Personal information
- Full name: Logan Reid Patterson
- National team: United States
- Born: July 2, 1932 Pineville, Kentucky
- Died: January 15, 2014 (aged 81) Knoxville, Tennessee
- Height: 6 ft 4 in (1.93 m)
- Weight: 170 lb (77 kg)

Sport
- Sport: Swimming
- Strokes: Freestyle
- College team: University of Georgia

Medal record
Representing Georgia
NCAA
| Gold medal – first place | 1953 Columbus | 100 yard freestyle |

= Reid Patterson =

American swimmer (1932–2014)

Logan Reid Patterson (July 2, 1932 – January 15, 2014) was an American competition swimmer who represented the United States at the 1956 Summer Olympics.

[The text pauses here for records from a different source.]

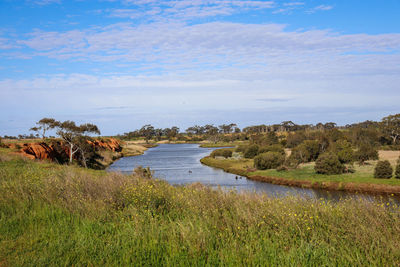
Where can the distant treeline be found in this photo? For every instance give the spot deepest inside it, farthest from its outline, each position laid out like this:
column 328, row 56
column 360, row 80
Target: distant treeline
column 290, row 134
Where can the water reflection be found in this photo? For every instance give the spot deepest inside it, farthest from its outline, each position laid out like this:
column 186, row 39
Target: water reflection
column 180, row 164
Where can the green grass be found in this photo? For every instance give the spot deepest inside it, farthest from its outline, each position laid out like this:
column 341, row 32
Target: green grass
column 64, row 215
column 223, row 144
column 363, row 174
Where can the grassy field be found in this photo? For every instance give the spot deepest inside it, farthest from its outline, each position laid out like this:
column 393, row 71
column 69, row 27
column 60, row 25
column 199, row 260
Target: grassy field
column 305, row 173
column 223, row 144
column 64, row 215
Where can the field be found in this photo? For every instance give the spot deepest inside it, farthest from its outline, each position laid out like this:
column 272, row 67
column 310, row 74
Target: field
column 65, row 215
column 305, row 175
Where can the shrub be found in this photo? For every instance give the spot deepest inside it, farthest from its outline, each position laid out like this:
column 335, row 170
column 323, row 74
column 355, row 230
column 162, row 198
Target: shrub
column 268, row 160
column 383, row 169
column 366, row 152
column 328, row 163
column 272, row 148
column 241, row 148
column 344, row 151
column 145, row 173
column 226, row 153
column 282, row 168
column 305, row 152
column 251, row 151
column 397, row 172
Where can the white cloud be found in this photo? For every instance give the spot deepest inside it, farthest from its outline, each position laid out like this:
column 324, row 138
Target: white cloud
column 217, row 44
column 319, row 8
column 186, row 10
column 45, row 2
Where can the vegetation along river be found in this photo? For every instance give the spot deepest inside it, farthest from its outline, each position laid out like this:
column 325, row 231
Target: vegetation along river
column 180, row 164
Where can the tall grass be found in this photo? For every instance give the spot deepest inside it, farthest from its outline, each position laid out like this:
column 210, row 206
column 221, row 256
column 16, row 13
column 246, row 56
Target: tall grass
column 60, row 215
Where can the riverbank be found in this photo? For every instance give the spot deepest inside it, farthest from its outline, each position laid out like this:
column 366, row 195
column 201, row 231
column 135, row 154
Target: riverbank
column 360, row 181
column 59, row 215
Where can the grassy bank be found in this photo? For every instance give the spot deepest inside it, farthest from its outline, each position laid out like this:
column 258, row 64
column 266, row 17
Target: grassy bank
column 63, row 215
column 362, row 180
column 134, row 148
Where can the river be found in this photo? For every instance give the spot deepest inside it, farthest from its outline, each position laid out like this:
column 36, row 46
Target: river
column 180, row 164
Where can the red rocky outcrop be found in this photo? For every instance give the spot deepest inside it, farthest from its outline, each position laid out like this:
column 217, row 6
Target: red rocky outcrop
column 44, row 151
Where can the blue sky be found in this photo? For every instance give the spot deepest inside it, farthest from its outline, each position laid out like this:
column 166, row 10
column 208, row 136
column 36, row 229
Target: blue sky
column 123, row 64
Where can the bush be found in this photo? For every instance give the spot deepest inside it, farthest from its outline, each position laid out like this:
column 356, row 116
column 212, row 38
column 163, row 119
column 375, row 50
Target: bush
column 366, row 152
column 241, row 148
column 344, row 151
column 397, row 172
column 282, row 168
column 251, row 151
column 383, row 169
column 268, row 160
column 272, row 148
column 328, row 163
column 226, row 153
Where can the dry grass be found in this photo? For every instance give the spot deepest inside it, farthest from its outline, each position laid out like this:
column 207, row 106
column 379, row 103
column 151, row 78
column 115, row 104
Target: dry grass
column 389, row 155
column 133, row 148
column 52, row 215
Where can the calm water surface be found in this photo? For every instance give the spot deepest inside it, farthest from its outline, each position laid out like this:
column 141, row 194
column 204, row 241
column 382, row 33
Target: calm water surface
column 180, row 164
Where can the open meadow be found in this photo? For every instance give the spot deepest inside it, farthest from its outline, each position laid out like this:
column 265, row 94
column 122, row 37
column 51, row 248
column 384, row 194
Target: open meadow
column 65, row 215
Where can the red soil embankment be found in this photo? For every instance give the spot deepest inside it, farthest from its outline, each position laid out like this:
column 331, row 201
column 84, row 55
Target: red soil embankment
column 44, row 151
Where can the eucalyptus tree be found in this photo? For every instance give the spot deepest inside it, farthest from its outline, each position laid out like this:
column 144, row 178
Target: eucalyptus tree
column 44, row 125
column 390, row 126
column 76, row 137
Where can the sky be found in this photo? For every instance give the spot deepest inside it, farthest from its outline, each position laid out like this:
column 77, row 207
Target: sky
column 123, row 64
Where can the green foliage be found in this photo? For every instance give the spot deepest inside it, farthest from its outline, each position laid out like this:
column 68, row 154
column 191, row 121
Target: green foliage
column 390, row 126
column 144, row 173
column 366, row 152
column 226, row 153
column 53, row 215
column 241, row 148
column 251, row 151
column 305, row 152
column 268, row 160
column 328, row 163
column 383, row 169
column 344, row 151
column 272, row 148
column 295, row 139
column 397, row 171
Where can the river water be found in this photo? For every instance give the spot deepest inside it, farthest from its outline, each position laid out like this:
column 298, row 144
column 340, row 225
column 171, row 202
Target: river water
column 180, row 164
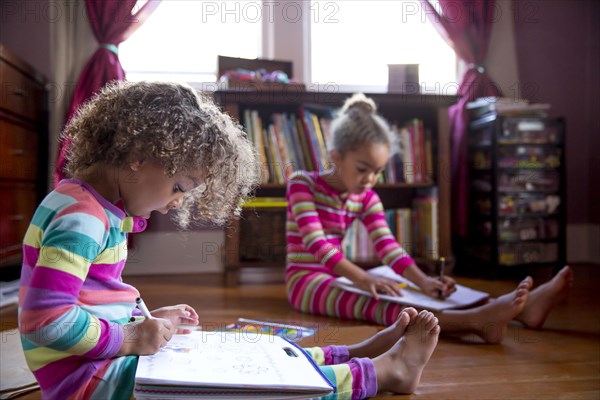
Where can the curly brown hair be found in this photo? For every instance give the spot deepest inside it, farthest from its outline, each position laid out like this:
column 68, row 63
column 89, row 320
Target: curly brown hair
column 177, row 127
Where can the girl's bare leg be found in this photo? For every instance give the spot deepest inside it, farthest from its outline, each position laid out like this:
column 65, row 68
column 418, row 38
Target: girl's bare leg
column 383, row 340
column 545, row 297
column 399, row 369
column 490, row 320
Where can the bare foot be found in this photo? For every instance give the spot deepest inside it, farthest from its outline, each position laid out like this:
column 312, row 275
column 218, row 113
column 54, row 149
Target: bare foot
column 545, row 297
column 399, row 369
column 383, row 340
column 490, row 320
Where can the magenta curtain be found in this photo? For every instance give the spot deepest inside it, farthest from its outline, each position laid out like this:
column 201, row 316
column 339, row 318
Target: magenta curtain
column 112, row 22
column 466, row 26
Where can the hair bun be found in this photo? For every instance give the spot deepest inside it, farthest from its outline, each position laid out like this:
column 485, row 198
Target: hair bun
column 359, row 102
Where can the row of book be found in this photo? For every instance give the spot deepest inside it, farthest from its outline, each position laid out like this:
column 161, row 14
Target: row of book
column 415, row 228
column 287, row 142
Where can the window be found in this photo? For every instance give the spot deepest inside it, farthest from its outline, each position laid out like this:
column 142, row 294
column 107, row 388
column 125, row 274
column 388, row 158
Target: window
column 181, row 40
column 345, row 43
column 369, row 35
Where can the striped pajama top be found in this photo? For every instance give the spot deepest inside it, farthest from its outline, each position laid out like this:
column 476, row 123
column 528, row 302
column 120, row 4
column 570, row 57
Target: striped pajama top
column 72, row 300
column 318, row 217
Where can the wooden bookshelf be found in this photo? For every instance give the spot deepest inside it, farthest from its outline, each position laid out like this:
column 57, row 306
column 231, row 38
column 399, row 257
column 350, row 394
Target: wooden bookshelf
column 396, row 108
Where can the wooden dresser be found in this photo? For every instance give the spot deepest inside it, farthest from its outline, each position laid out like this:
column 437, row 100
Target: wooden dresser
column 23, row 151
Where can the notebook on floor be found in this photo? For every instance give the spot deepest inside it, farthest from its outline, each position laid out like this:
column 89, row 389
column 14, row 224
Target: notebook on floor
column 413, row 296
column 229, row 364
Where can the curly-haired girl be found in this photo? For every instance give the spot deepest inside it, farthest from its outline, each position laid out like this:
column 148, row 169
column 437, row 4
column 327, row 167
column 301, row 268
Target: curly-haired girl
column 149, row 147
column 155, row 147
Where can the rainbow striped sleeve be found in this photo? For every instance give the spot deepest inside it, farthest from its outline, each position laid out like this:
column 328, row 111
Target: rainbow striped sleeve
column 387, row 247
column 301, row 204
column 68, row 232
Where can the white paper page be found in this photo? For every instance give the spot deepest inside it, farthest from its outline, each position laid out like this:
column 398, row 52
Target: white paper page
column 236, row 359
column 412, row 296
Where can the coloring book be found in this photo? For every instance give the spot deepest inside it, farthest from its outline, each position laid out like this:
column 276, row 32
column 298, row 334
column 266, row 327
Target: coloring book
column 229, row 364
column 413, row 296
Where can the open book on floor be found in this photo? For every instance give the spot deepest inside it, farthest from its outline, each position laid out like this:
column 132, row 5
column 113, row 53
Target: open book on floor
column 413, row 296
column 229, row 365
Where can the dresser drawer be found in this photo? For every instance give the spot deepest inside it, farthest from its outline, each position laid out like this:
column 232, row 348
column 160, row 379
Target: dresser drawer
column 17, row 205
column 20, row 94
column 18, row 151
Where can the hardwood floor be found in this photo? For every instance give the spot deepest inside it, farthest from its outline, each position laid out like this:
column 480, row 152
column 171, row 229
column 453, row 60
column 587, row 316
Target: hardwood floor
column 562, row 360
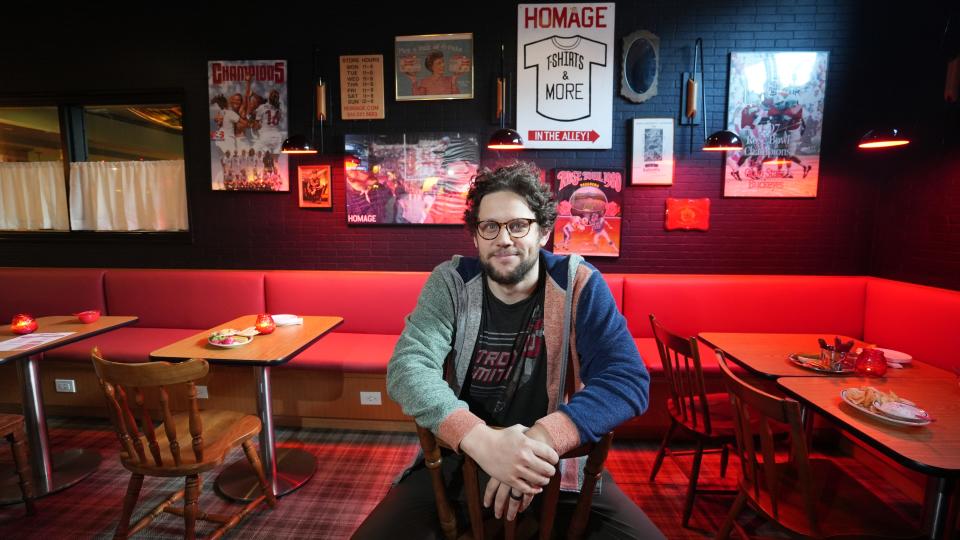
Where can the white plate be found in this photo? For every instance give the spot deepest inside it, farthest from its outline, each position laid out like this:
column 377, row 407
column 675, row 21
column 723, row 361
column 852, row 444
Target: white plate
column 895, row 357
column 239, row 341
column 880, row 416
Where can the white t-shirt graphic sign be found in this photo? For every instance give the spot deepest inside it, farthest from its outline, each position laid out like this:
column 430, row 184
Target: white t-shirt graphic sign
column 565, row 75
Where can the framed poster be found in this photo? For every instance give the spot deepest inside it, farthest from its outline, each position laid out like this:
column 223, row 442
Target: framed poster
column 361, row 81
column 652, row 152
column 776, row 106
column 314, row 186
column 589, row 212
column 248, row 123
column 409, row 178
column 565, row 75
column 438, row 66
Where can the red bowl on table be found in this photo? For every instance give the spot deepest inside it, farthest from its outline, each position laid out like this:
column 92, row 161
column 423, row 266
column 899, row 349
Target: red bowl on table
column 89, row 316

Patterson was born in Pineville, Kentucky. He attended the University of Georgia, where he swam for the Georgia Bulldogs swimming and diving team in National Collegiate Athletic Association (NCAA) competition from 1951 to 1954. He was a member of the Sigma Chi fraternity. He won the NCAA national championship in the 100-yard freestyle in 1953, setting the American record during the meet. Patterson won eight Southeastern Conference (SEC) titles during his tenure at Georgia. He set six SEC records while in Athens: the 50-, 100-, and 220-yard freestyles, the 100- and 200-yard backstrokes, and the 150-yard individual medley.

Patterson finished fourth in the event final of the 100-meter freestyle at the 1956 Summer Olympics in Melbourne, Australia. He briefly held the Olympic record in the event after his first heat. He later held the world records in the 50-meter freestyle and the 200-meter freestyle relay. He held the American record in the 400-meter freestyle and the 400-meter medley relay.

He was inducted into the Georgia Sports Hall of Fame in 1984, and the University of Georgia Circle of Honor in 1997.

In 1955, Patterson saw a photo of Anna Lee Robinson and became determined to marry her. They were married for more than 56 years and had four daughters. After his swimming career, he went on to become a geologist and a financial advisor. At the age of 81, he died on January 15, 2014.